Kelley rushes over to the door to welcome an elderly couple from McComb who are on their way to visit a daughter in Mobile, Ala. Somebody told somebody who told the couple about Kelley’s place and they built it into their itinerary. That’s how most folks find their way to this backwoods diner that Kelley has owned for the past two years.

“Actually, my husband Jack and I have been eating here for about the past eight years,” Kelley says. “Jack is winding down his plumbing business in the New Orleans area. He’s working Monday, Tuesday and Wednesday, and drives up to our ‘little 200 acres.’”

Kelley talks about the place in modest terms, but in truth it’s “Jack and Carmen’s haven” where roam chickens, geese, peacocks, turkeys, ducks, cows, horses, cats and dogs … “And don’t forget my pigeons,” Kelley says. “I raise pigeons.”

It is nirvana in the pines for the Kelleys. A place the two of them have worked toward since Jack got his plumbing business off the ground and drove cabs all over New Orleans part-time to make ends meet, while wife Carmen made the rounds of restaurants throughout Orleans and Jefferson parishes.

“Right after I graduated from East Jeff [East Jefferson High School], I started waitressing,” Kelley says. “There’s not a restaurant in New Orleans closed or still open, that I probably didn’t work at one time or other: Nancy’s and Tucker’s steakhouses on Jefferson Highway, the Candlelight Inn on Airline.

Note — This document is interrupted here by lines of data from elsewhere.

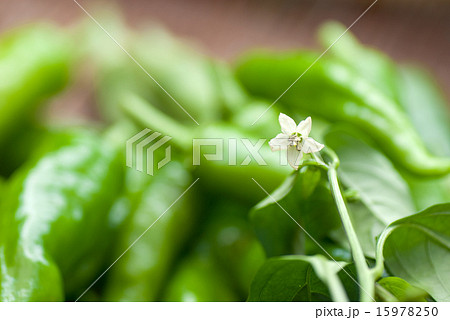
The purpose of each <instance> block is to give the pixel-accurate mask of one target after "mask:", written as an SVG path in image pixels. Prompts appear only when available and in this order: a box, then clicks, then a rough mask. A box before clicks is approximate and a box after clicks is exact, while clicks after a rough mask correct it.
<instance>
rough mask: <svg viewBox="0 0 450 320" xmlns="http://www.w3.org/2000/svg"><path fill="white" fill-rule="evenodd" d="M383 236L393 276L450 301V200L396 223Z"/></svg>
mask: <svg viewBox="0 0 450 320" xmlns="http://www.w3.org/2000/svg"><path fill="white" fill-rule="evenodd" d="M380 239H382V240H381V241H380V243H379V246H380V247H381V248H382V250H383V251H382V252H383V255H384V259H385V264H386V267H387V268H388V269H389V271H390V272H391V273H392V274H393V275H395V276H397V277H401V278H403V279H405V280H406V281H408V282H409V283H411V284H412V285H414V286H417V287H419V288H422V289H424V290H426V291H427V292H428V293H430V295H431V296H432V297H433V298H434V299H435V300H436V301H450V277H449V274H450V203H446V204H439V205H435V206H433V207H430V208H428V209H426V210H425V211H422V212H420V213H418V214H415V215H413V216H410V217H407V218H404V219H401V220H398V221H396V222H394V223H393V224H392V225H391V226H390V227H389V229H387V230H386V231H385V233H383V235H382V237H381V238H380Z"/></svg>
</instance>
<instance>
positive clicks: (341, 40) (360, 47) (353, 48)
mask: <svg viewBox="0 0 450 320" xmlns="http://www.w3.org/2000/svg"><path fill="white" fill-rule="evenodd" d="M344 33H345V35H344V36H342V38H340V37H341V35H342V34H344ZM338 38H339V41H338V42H336V43H335V41H336V39H338ZM319 39H320V42H321V43H322V45H323V46H324V47H326V48H328V47H330V46H331V47H330V54H331V55H332V56H333V58H335V59H337V60H339V62H341V63H344V64H345V65H346V66H347V67H348V68H350V69H352V70H354V71H355V72H357V73H359V74H360V75H362V76H364V78H365V79H367V80H369V81H370V82H371V83H372V84H373V85H374V86H376V87H377V88H378V89H379V90H380V91H381V92H382V93H383V94H385V95H386V96H388V97H390V98H391V99H394V100H397V97H398V95H397V90H396V82H395V81H396V78H397V69H396V67H395V65H394V63H393V62H392V61H391V59H389V57H387V56H386V55H384V54H383V53H381V52H380V51H377V50H374V49H371V48H369V47H366V46H364V45H362V44H361V43H360V42H359V41H358V39H357V38H356V37H355V36H354V35H353V34H351V33H350V32H347V33H346V27H345V26H344V25H342V24H340V23H337V22H329V23H325V24H324V25H323V26H322V27H321V28H320V30H319Z"/></svg>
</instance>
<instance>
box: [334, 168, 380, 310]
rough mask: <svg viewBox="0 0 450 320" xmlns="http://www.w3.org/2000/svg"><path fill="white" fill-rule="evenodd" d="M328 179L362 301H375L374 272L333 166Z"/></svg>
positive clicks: (365, 301)
mask: <svg viewBox="0 0 450 320" xmlns="http://www.w3.org/2000/svg"><path fill="white" fill-rule="evenodd" d="M328 179H329V181H330V185H331V191H332V193H333V197H334V200H335V202H336V206H337V209H338V211H339V215H340V216H341V221H342V224H343V225H344V229H345V232H346V233H347V237H348V241H349V243H350V248H351V251H352V255H353V260H354V261H355V266H356V271H357V273H358V281H359V286H360V288H361V290H360V301H364V302H367V301H374V298H373V297H374V294H375V284H374V279H373V276H372V272H371V270H370V269H369V266H368V265H367V263H366V259H365V257H364V252H363V250H362V248H361V244H360V243H359V240H358V237H357V235H356V232H355V229H354V228H353V225H352V222H351V220H350V216H349V214H348V210H347V207H346V205H345V202H344V199H343V197H342V193H341V189H340V187H339V181H338V177H337V172H336V168H335V167H333V166H330V167H329V168H328Z"/></svg>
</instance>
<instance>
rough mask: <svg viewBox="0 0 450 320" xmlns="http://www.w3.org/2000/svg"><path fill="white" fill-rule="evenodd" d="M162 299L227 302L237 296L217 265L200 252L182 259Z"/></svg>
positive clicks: (186, 300)
mask: <svg viewBox="0 0 450 320" xmlns="http://www.w3.org/2000/svg"><path fill="white" fill-rule="evenodd" d="M164 301H172V302H229V301H239V297H238V295H237V294H236V292H235V291H234V290H233V288H231V287H230V284H229V283H228V282H227V280H226V279H224V278H223V275H222V273H221V272H220V271H219V269H218V266H217V265H216V264H215V263H214V262H213V261H212V260H211V259H210V258H209V257H208V256H205V255H203V254H201V253H196V254H193V255H192V256H190V257H187V258H186V259H185V261H183V262H182V263H181V264H180V265H179V268H178V269H177V270H176V272H175V274H174V276H173V278H172V279H171V281H170V283H169V284H168V286H167V289H166V292H165V295H164Z"/></svg>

I worked the Meal-a-Minit on also on Airline – I made a mean banana split. One time, the waiters and kitchen staff at a restaurant in the French Quarter went on strike and they asked me to wait tables down there. I stayed two nights. That was strike bustin’ and I didn’t want to do that. I have no idea where they got the kitchen staff from, because the regulars in the kitchen were on strike also. It was a real mess. I didn’t want any part of that.”

Kelley also climbed the ladder at the International Restaurant at Moisant Airport in New Orleans, going from hostess to head waitress to wine steward.

“It was a big career jump,” she says. “I went from 50 cents an hour to a whopping 75 cents an hours,” she says. “Yeah, so many restaurants in New Orleans and Jefferson, it’s hard to remember them all. I never had any ambition to own my own place. That was the farthest thing from my mind.”

A chance conversation with a friend of Jack’s led to man-made Lake Toc-O-Leen – a pristine pine forest oasis surrounded by cabins and one lone catfish restaurant.

Jack and Carmen Kelley bought a handful of acres and began building their zoo over the sprawling, gently sloping hills and forests. Naturally, they began eating at the restaurant and, in time, an offer was made by the owner, and accepted by Carmen Kelley.

“That was my biggest career jump,” she says. “I was going to retire down on the farm, but after not too long, I was about go crazy. I had been active all my life and just sitting around was not for me. There wasn’t a facet of the restaurant business I didn’t know, so I just had to figure the good Lord put me in this place for a reason.”
Restaurant owner, Carmen Kelley goes on about the history of the wooden building on the banks of the lake and how it has been “rebuilt 11 times since it was first opened.”

“It started out with one room,” she says. “That one over there. Then we added a screened-in porch. And a ‘step down porch’ and an ‘upstairs.’”

Kelley disappears into the kitchen and returns, with a handful of bread, to the main dining room overlooking the lake. She stops at the table of a family of four and hands the bread to a girl with Down Syndrome. “Here honey,” Kelley says. “This is for feeding the ducks out on the lake when you’ve finished your supper.” The little girl’s face lights up like a neon sign as she claps her hands and explodes in laughter.

“You know it’s gonna rain,” says Albert Riemer, a diner who says he and his wife are from “half way ‘tween Wiggins ‘n Lumberton.” “I seen it on just a while ago on the TV at the Wal-Mart over in Wiggins.”

“Well, rain means one thing,” Carmen Kelley says in response. “Gumbo! How ‘bout a nice bowl of it?”

Albert Reimer waves his hand. Like Slim, he’s sticking with the catfish.

“I got a great New Orleans dish that’s just comin’ outta th’ kitchen,” Kelley says. “I call it ‘Carmen’s Catfish Delight’ – Catfish topped with a crawfish sauce. They won’t be able to turn this one down.”